How to Speed up Bulk Loading for the FDB Cluster with Multiple DCs and Triple Data Copy?

(Hieu Nguyen) #1

Our FDB cluster configuration has two regions and three datacenters. Region 1 (West Coast) contains DC1 and DC2, and Region 2 ( East Coast) contains DC3. DC1 is the primary DC and DC2 is the satellite DC. DC3 is the standby DC.

In our multi-DC FDB cluster, bulk loading is invoked to populate the initial data, before the whole database is able to serve the traffic. We are currently trying to improve our bulk loading utility tool. Following the strategy described in the section of “Migrating a database to use a region configuration” in the FDB architecture document, when we do the bulk loading, we only need to have the West Coast Region Setup and then use the FDB data synchronization protocol to make a full copy to DC3 of the East Coast Region.

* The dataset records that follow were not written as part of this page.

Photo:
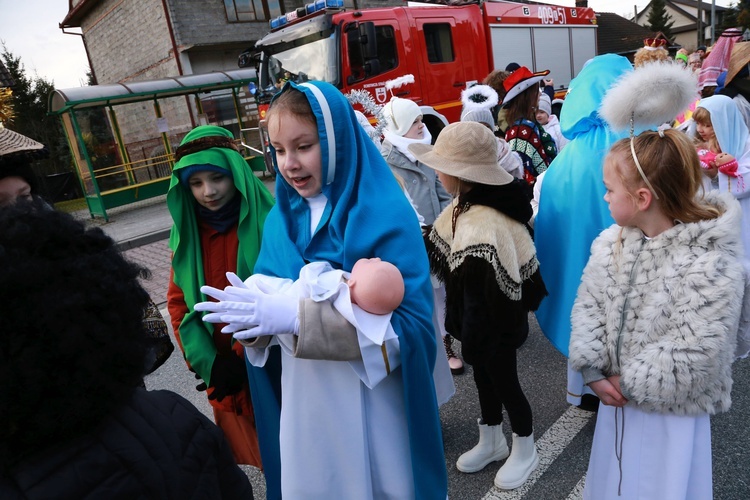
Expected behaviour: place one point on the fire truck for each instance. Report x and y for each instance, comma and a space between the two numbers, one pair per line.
446, 48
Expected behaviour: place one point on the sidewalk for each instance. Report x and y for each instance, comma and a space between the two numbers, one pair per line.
141, 230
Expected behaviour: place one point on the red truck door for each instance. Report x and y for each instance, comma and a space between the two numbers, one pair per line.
451, 55
395, 54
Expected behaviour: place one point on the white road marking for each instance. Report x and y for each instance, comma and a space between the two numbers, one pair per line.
577, 493
549, 447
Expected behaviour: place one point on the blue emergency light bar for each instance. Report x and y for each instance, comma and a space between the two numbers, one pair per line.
310, 8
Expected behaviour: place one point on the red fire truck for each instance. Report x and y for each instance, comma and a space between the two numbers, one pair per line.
446, 48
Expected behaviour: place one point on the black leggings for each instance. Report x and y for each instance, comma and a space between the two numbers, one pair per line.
498, 386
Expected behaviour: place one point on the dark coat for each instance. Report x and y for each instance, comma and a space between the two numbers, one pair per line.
157, 446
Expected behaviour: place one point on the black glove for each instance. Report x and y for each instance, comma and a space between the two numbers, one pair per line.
228, 376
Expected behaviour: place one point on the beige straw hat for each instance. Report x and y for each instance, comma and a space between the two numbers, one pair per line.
467, 150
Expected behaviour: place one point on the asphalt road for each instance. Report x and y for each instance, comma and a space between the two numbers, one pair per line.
563, 433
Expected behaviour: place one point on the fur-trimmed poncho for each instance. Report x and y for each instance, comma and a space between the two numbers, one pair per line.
676, 300
489, 268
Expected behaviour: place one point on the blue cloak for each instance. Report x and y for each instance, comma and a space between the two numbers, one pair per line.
572, 210
366, 215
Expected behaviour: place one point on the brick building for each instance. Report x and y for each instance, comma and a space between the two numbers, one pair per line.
137, 40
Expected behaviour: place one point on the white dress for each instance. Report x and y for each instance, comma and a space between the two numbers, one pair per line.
368, 456
664, 457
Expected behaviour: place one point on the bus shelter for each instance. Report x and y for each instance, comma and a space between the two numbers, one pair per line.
122, 136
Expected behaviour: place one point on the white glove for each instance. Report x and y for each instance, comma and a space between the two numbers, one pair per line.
250, 313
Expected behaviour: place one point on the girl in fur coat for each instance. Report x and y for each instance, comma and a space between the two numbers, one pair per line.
481, 248
655, 320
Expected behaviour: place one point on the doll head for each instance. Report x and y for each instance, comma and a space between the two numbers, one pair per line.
543, 109
376, 286
704, 129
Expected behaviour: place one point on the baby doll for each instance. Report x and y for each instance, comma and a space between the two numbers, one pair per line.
376, 286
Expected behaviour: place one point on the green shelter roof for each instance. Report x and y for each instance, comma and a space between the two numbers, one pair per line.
61, 100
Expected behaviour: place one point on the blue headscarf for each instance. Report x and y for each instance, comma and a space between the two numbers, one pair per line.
729, 126
572, 210
366, 215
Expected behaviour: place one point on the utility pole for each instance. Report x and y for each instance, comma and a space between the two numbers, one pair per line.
713, 21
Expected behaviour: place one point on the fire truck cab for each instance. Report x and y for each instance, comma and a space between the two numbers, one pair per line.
446, 48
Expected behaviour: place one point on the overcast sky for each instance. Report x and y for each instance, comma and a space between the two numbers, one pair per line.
29, 29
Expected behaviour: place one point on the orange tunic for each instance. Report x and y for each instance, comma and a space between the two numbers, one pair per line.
234, 414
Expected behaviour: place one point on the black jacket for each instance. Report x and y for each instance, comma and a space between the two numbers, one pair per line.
157, 446
479, 312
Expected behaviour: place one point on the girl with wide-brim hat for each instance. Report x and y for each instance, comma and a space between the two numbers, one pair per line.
481, 248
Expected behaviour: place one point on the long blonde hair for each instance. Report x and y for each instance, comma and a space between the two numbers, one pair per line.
671, 165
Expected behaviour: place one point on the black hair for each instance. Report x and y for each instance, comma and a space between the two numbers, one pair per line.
73, 343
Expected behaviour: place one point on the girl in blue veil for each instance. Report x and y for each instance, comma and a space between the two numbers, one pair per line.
362, 426
572, 210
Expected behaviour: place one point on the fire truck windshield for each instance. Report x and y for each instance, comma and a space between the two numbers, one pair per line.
316, 60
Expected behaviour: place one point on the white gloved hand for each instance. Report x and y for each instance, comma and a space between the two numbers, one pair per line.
250, 313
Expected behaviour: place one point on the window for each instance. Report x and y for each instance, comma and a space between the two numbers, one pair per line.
438, 41
387, 54
251, 10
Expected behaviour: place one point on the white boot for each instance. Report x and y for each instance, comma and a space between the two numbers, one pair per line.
491, 447
521, 463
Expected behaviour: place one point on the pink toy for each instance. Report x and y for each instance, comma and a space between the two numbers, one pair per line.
706, 158
376, 286
728, 165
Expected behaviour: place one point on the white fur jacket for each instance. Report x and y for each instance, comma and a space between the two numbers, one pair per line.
663, 312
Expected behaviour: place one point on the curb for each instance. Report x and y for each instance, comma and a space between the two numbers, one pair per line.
144, 239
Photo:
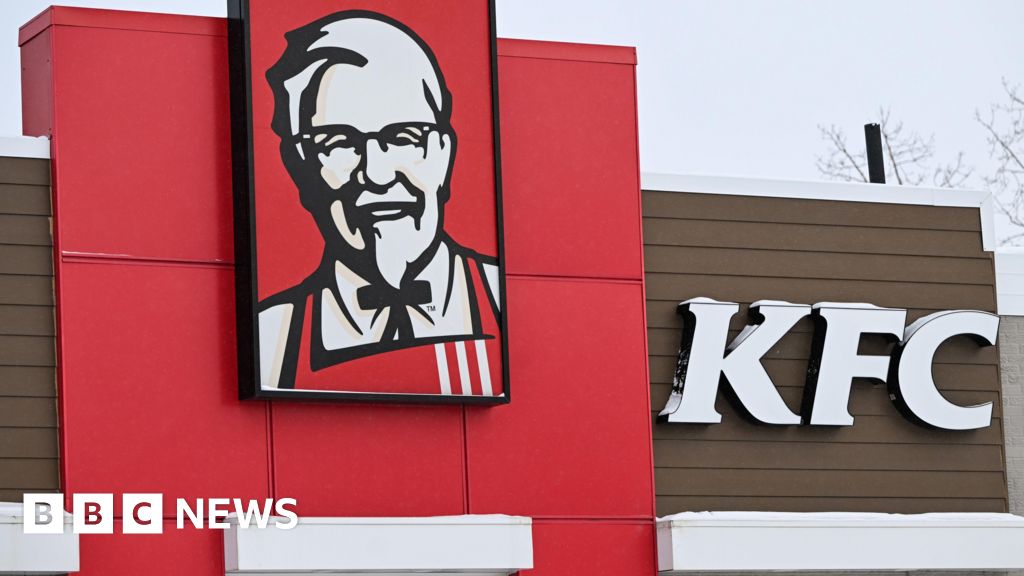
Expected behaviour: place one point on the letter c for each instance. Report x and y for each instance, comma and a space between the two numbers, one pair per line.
910, 383
138, 520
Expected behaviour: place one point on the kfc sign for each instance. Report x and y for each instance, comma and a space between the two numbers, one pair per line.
705, 362
368, 200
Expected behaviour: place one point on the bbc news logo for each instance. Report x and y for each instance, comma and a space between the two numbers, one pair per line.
143, 513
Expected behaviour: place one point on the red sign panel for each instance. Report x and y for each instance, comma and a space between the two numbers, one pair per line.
368, 201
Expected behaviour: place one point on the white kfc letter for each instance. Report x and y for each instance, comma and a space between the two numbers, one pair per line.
910, 382
704, 360
835, 362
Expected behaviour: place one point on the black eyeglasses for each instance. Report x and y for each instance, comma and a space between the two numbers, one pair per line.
323, 139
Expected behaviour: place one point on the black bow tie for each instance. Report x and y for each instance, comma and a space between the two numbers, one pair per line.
395, 299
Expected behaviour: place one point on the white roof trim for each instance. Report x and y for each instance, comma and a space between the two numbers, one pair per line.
466, 544
841, 192
25, 147
1010, 281
833, 541
35, 553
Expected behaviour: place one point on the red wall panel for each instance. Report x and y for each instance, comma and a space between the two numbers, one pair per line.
175, 552
569, 164
370, 460
143, 142
138, 110
607, 548
574, 435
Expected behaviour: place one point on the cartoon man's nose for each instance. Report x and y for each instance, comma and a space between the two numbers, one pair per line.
378, 166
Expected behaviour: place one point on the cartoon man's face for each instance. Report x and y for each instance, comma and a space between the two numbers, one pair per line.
378, 146
376, 149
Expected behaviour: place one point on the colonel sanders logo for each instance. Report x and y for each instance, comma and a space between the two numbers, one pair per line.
364, 116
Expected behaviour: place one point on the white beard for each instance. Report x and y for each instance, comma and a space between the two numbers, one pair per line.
398, 244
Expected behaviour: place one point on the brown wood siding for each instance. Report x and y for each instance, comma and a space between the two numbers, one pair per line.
29, 444
741, 249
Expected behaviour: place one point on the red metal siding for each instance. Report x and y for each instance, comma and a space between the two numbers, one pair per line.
145, 311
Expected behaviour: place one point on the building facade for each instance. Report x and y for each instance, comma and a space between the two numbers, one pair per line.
120, 370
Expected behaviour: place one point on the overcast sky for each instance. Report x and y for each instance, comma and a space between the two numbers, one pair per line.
740, 86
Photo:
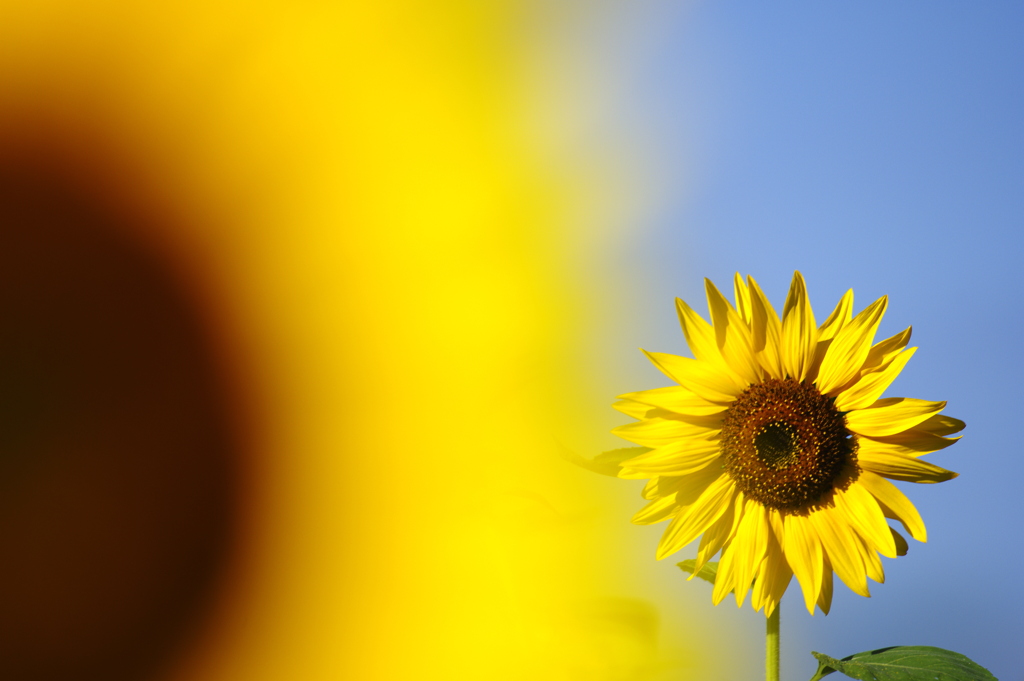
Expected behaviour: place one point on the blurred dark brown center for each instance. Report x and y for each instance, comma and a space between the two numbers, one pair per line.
785, 443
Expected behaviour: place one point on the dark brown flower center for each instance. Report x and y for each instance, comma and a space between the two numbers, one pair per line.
785, 443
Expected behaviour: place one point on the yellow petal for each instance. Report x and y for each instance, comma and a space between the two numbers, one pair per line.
849, 348
842, 547
891, 415
864, 514
911, 442
718, 534
680, 458
839, 317
766, 332
742, 298
724, 579
804, 552
691, 486
773, 578
894, 503
872, 564
941, 425
675, 398
732, 336
658, 432
687, 525
870, 386
656, 511
699, 377
650, 490
748, 548
800, 334
898, 467
824, 598
901, 545
884, 351
699, 335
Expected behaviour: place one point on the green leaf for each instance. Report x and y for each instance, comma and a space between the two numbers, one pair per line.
904, 663
607, 463
708, 572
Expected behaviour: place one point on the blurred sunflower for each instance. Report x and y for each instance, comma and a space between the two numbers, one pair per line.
776, 444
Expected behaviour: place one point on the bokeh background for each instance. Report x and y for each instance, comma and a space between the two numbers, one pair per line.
301, 305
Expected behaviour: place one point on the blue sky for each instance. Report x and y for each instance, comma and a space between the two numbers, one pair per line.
871, 145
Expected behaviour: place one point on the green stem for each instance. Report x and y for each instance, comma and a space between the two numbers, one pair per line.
771, 649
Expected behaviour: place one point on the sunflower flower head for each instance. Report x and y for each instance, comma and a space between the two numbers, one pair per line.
776, 448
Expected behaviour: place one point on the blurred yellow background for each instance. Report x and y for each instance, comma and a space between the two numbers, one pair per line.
382, 274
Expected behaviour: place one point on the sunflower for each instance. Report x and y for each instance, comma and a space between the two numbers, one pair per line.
776, 447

Question 1: Can we only use Primary DC 1 for bulk loading, so that we can save the log-store data synchronization to the satellite DC 2? In this initial data loading, we really do not need to worry about having two Log-Stores. How can we configure only the Primary DC setup?

Question 2: To load the data into the Primary DC, can we start with the configuration that has just only 2 data copies (replication factor =2). And only when the data loading is finished, we increase the replication factor to be 3 and thus force the FDB cluster to perform data re-balancing to meet the data replication requirement. Can this solution work?

(Meng Xu) #2

It is hard to say. When the replication factor changes, a new set of 3-storage-server teams (each team holds the same range of data) will be recreated. Although data distribution tries its best to keep data where it was to avoid the amount of data moved, the data size on each team will also affect the movement. The worst case is that data distribution will reshuffle the data across servers, which uses more disk space during movement and causes lots of disk cleanup (like file truncating). So it is hard to say how fast the data movement can finish.

If the input of data can be evenly distributed when data is loaded, it is probably faster to just run with 3 replications at the beginning.

1 Like
(Alex Miller) #3

Yes, you could bulk load what will be Primary DC1 as a non-region single DC cluster, and then convert it into a multi-region setup. You could also just write a regions configuration that is one region, and only one DC, which is Primary DC1. The two approaches will be roughly equivalent.

Meng answered most of this, so I won’t repeat, but this is a trick that you can use to save yourself some WAN bandwidth also. Data distribution isn’t smart enough yet to only do one copy across the database for replicating a primary triple replicated cluster into a secondary triple replicated cluster. If you add the secondary DC as a single-replicated DC, and then once a full copy of the database is in the secondary, convert it to triple replicated, then you’ll save yourself the WAN cost of the other two copies.

(Hieu Nguyen) #4

Thanks, @mengxu and @alexmiller. I will try the tricks to see whether it can speed up our bulk loading.